Two days ago, I posted the following tweet:
“Every time I hear an atheist compare belief in God to belief in the ‘tooth fairy’ I get more evidence for my observation that atheists don’t even understand what they are rejecting.”
The tweet elicited several responses. Predictably, those included responses that defended the analogy by insisting that there is literally no evidence for the existence of God: none at all. For example,
“When theory and observation meet, we call that evidence. The tooth fairy has no theory and no evidence. God has theory but no evidence.”
“Maybe if there was more evidence for God than there was for the Tooth Fairy then we wouldn’t make that comparison.”
I wouldn’t bother to point out statements like these if they were anomalous, but the fact is that they are quite common among atheists.
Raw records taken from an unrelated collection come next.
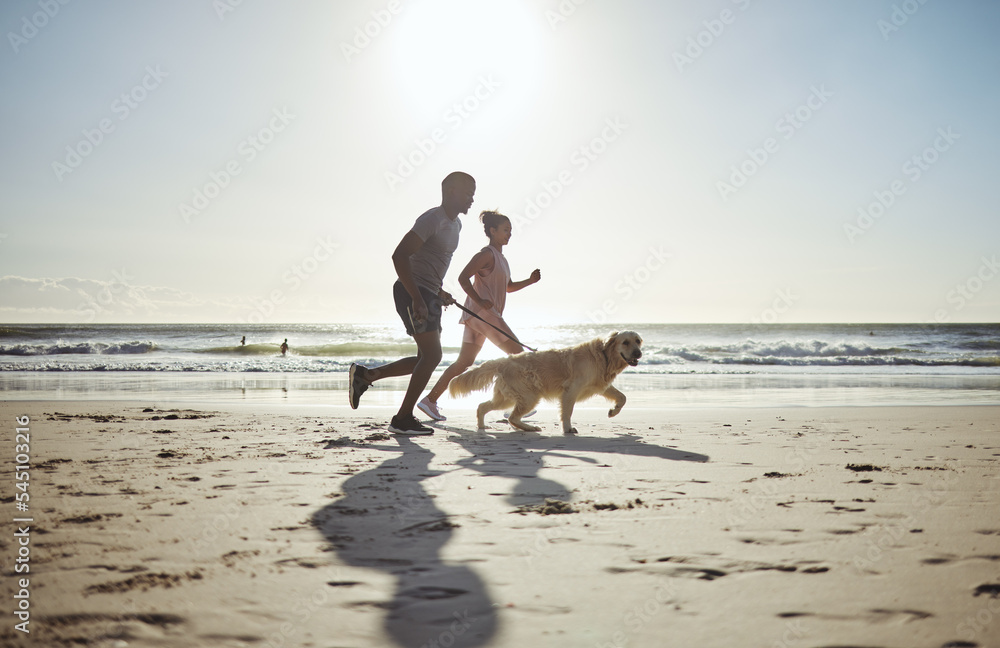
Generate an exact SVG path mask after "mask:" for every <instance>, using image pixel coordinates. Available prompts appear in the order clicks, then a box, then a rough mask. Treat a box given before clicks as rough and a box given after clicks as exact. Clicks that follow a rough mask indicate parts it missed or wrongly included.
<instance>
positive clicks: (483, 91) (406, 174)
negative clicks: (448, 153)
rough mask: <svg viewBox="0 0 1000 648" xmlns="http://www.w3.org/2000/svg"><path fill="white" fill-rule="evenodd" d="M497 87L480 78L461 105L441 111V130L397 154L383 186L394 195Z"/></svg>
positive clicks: (386, 177) (492, 77) (493, 78)
mask: <svg viewBox="0 0 1000 648" xmlns="http://www.w3.org/2000/svg"><path fill="white" fill-rule="evenodd" d="M500 85H501V84H500V82H499V81H497V80H496V79H495V78H494V77H493V75H492V74H487V75H481V76H480V77H479V83H478V84H477V85H476V87H475V88H474V89H473V90H472V92H470V93H469V94H467V95H466V96H465V97H464V98H463V99H462V100H461V101H456V102H454V103H453V104H452V105H451V106H450V107H449V108H448V109H447V110H445V111H444V115H443V116H442V117H441V120H442V121H443V122H444V125H443V126H436V127H434V128H432V129H431V131H430V133H428V134H427V137H418V138H417V139H415V140H413V148H412V149H410V151H409V153H403V154H400V155H399V157H398V158H396V159H397V162H398V164H397V165H396V168H395V170H394V171H386V172H385V182H386V184H387V185H388V186H389V191H396V189H397V188H398V187H399V186H400V185H401V184H403V182H404V181H406V180H407V179H409V178H411V177H412V176H413V174H414V173H415V172H416V170H417V169H418V168H419V167H420V166H422V165H423V164H424V163H426V162H427V160H429V159H430V158H431V156H432V155H434V153H436V152H437V150H438V148H439V147H440V146H441V145H442V144H443V143H444V142H445V141H446V140H447V139H448V135H449V134H450V133H454V132H455V131H457V130H458V129H460V128H461V127H462V125H463V124H465V123H466V121H467V120H468V119H469V118H470V117H472V114H473V113H475V112H476V111H477V110H479V109H480V108H481V107H482V105H483V104H484V103H486V101H487V100H488V99H489V98H490V97H492V96H493V95H494V94H495V93H496V91H497V88H499V87H500Z"/></svg>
And the ignorance, hubris, and glaring brazenness of such statements should once and for all put the lie to the silly notion that self-described secular atheists are somehow more rational and carefully critical in evaluating evidence than their religious and theistic neighbors.
So here’s how things usually go at this point. A theist will point out that there is an unimaginably vast literature of reasons and arguments that provide evidence for the existence of God.
I pointed out that I’ve written three books — two co-authored with atheists — on just this topic. So of course, I was then insulted for trying to “sell books”. Imagine that, an author who dares make reference to the books he’s written. And even worse, an author who might want to sell those books. The audacity!
And then comes the predictable reply: “Just give me one reason to believe God exists. Give me one argument. Give me one bit of evidence.”
Of course, it’s an utterly silly request. Any person who begins by saying there is no evidence at all is not about to concede anything you present to them. Remember when now-disgraced young earth creationist Kent Hovind promised a $250,000 reward to anybody who could provide any evidence of evolution? It was a fool’s errand, of course, for whatever evidence you might provide, Kent could always insist that he doesn’t accept it as evidence. The same is true in situations like this. “That’s not evidence! That’s been ‘debunked’!” As if one’s personal incredulity toward a reason or argument is sufficient to demonstrate that it constitutes no reason or evidence at all.
I guess the bottom line is this: if people really want to keep comparing God to the tooth fairy, you and I probably ain’t going to be able to change their mind.